FORTIS: Limited Art Editon Frisson by Rolf Sachs

Brillenträger kennen das Dilemma: sie treten aus der Kälte in einen beheizten Raum und werden binnen Sekunden mit beschlagenen Gläsern bestraft. Bevor die gewohnte Sehkraft wiedererlangt ist, darf zunächst ordentlich gewischt werden.

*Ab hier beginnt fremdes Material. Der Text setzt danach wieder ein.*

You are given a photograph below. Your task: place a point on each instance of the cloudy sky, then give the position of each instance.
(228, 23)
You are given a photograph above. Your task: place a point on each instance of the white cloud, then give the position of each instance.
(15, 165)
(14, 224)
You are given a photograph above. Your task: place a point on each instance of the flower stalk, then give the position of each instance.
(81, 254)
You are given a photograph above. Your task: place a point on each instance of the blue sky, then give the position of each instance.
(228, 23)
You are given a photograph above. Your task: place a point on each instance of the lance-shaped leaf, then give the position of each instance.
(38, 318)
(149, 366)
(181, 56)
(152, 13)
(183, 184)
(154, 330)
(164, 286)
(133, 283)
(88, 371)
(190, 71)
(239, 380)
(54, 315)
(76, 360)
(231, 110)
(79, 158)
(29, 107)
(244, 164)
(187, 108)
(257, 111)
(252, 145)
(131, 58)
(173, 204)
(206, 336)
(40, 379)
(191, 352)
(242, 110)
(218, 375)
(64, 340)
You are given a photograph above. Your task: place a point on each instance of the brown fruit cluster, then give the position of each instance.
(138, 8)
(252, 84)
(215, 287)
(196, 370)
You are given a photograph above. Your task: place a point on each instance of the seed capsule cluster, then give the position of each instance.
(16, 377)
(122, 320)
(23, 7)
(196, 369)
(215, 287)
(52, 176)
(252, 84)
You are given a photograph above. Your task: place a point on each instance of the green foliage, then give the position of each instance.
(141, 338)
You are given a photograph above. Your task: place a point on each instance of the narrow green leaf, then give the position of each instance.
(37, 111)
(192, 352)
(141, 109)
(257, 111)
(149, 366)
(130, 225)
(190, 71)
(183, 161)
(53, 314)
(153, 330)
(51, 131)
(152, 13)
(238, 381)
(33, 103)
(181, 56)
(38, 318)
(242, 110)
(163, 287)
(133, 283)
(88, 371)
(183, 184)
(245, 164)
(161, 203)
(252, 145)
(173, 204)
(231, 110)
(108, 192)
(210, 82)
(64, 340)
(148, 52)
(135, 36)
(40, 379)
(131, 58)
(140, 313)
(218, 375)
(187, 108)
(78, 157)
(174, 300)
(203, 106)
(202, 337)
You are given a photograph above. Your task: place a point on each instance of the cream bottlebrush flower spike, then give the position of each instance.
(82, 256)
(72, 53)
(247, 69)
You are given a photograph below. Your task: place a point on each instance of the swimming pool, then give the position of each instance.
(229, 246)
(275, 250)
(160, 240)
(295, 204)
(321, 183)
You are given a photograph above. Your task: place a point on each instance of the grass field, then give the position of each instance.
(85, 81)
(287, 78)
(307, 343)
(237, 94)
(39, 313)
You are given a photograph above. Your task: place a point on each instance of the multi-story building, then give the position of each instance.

Einem ähnlichen Prinzip folgt das neuartige und äußerst ungewöhnliche Uhrenmodell aus dem Hause FORTIS – mit dem Unterschied, dass die störende Reaktion einem spannenden Effekt weicht.
Die in Zusammenarbeit mit dem Designer Rolf Sachs entwickelte Frisson – was im Französischen so viel wie Frösteln oder kalter Schauer bedeutet – sieht passend zur kalten Jahreszeit so aus, als wäre sie mit Frost überzogen. Bevor die Uhrzeit erkennbar wird, muss das Glas erst einmal beatmet werden! Erst nach dem “Anhauchen” der Uhr, werden Zifferblatt und Zeiger sichtbar.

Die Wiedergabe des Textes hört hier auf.